Carta de su padre (2)
Eso es de lo que en realidad me acusas, a lo largo de
sesenta páginas más o menos (he observado que la extensión de la carta varía un
poco de una lengua a otra; por supuesto, ha sido traducido a todas, no sé, al
hotentote y al islandés, al chino, aunque tú la escribiste para mí, en
alemán). Te he sobrevivido, no durante siete años, viejo y enfermo, tras
tu muerte, sino mientras eras joven y estabas vivo. Claro como la luz del día,
según dos ejemplos que das de tu miedo de mí, desde que eras un niño pequeño:
no tenías miedo, tenías envidia. Al principio, cuando te llevaba a nadar y
decías que te sentías una nulidad, insignificante y débil junto a mi cuerpo
desnudo grande, fuerte en la cabina- de acuerdo, también dices que te sentías
orgulloso de tal padre, un padre con un físico magnífico... ¿Y me permites que
te recuerde que ese padre se tomaba la molestia y el tiempo, las pocas horas
que podía escapar del negocio, para tratar de hacer algo de ese nebich, desarrollar
sus músculos, poner algo de carne sobre esos pobres huesecitos, para que
creciera robusto? Pero aun antes de tu barmitzvah, el orgullo normal que todo
hijo siente de su padre, en ti se convirtió en celos. No podías ser como yo,
así que decidiste que no era lo bastante bueno para ti: basto, gritador, comía
«como un cerdo» (esas fueron tus palabras exactamente), me cortaba las uñas en
la mesa, me limpiaba las orejas con un mondadientes. Oh sí, ahora ya no me
puedes ocultar nada, lo he leído todo; las miles y miles de palabras que has
utilizado para avergonzar a tu propia familia, a tu propio padre ante el
mundo entero. Y con tu habilidad con las palabras, le das la vuelta a todo y
demuestras, como un prestidigitador, que es amor, que el pedazo de papel sucio
es una hermosa bandera de seda, que amabas a tu padre demasiado. Y
entonces, ¿qué? Dímelo tú. ¿No podías ser como él? ¿Tú querías ser como
él? ¿El ghasa, el
vociferador, el glotón? Sí, hijo mío, esos «detalles insignificantes» que
anotas y pasas sobre ellos rápidamente, esos detalles hacen daño. Eternamente.
Después de todo, te has hecho inmortal escribiendo, según insistes en que
hiciste, sólo sobre mí, «todo era sobre ti, padre»; cien años después de tu
nacimiento, el judío checo, hijo de Hermann y de Julie Kafka, es considerado
uno de los mejores escritores que han existido. Tu obra será leída mientras
haya gente para leerla. Eso es lo que dicen en todas partes, incluso los
alemanes que quemaron a tu hermana y a mis nietos en hornos crematorios.
Algunos dicen que fuiste también una especie de profeta (Dios sabe en qué estarías
pensando, encerrado en tu habitación mientras el resto de la familia jugaba
una partida de cartas por las noches); después de tu muerte, algunos países
construyeron campos donde se practicaban las cosas que inventaste para aquella
historia «En la Colonia
penitenciaria» y desde entonces ha habido países en diferentes partes del
mundo donde la obra del demonio que te vino a la cabeza todavía se lleva a cabo
-N o quiero pensar sobre eso.
No recibiste el don de traer algo de felicidad a este
mundo con tu genio, hijo mío.
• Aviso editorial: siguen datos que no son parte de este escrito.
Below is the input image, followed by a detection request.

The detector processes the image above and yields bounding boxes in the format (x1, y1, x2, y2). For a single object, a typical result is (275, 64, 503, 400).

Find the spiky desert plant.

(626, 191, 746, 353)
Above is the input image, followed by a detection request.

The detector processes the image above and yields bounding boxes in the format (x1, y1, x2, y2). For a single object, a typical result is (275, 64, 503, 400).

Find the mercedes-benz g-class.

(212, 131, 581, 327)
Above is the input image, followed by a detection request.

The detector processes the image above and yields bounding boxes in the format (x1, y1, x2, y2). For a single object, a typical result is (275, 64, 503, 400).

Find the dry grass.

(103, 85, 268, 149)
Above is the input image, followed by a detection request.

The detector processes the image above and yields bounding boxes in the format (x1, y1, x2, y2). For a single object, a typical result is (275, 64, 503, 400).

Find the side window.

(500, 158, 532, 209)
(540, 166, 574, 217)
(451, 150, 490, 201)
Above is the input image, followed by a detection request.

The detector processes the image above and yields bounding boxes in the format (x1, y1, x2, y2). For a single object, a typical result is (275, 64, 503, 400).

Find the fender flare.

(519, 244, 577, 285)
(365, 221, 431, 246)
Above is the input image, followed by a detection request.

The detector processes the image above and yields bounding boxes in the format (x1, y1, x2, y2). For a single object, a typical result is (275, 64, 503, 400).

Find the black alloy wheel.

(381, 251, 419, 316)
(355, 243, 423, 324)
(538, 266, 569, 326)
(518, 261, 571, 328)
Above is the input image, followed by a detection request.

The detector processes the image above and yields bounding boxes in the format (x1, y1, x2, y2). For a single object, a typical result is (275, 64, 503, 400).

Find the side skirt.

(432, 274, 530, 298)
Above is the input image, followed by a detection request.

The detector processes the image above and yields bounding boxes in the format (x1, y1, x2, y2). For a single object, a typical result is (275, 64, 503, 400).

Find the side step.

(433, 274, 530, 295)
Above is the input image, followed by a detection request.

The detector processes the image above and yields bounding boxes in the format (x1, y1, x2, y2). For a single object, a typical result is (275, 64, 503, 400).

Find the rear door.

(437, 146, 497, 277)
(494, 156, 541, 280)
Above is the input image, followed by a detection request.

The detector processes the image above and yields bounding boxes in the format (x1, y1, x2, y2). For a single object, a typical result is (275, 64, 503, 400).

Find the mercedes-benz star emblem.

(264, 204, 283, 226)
Ni al hogar, tampoco. Bueno, teníamos que aceptar
lo que Dios daba. ¿Te paraste alguna vez a pensar si no era un motivo de
sufrimiento para mí -por una vez dejemos a un lado cómo te sentías tú, que tus
dos hermanos, que podrían haber crecido para alegría de tu madre y mía, murieran
bebés? Y tú sentado ahí a la mesa siempre con una cara pálida, desdichada y
melancólica, sin ocurrírsete qué decir, jugueteando desganadamente con la comida...
No has olvidado que yo solía levantar el periódico para no tener que ver eso.
Tienes rencor. Se lo has dicho a todo el mundo. Pero no piensas en lo que había
en el corazón de un padre. Desde el principio. Tuve que ocultarlo tras un
periódico -cualquier cosa. Por tu bien.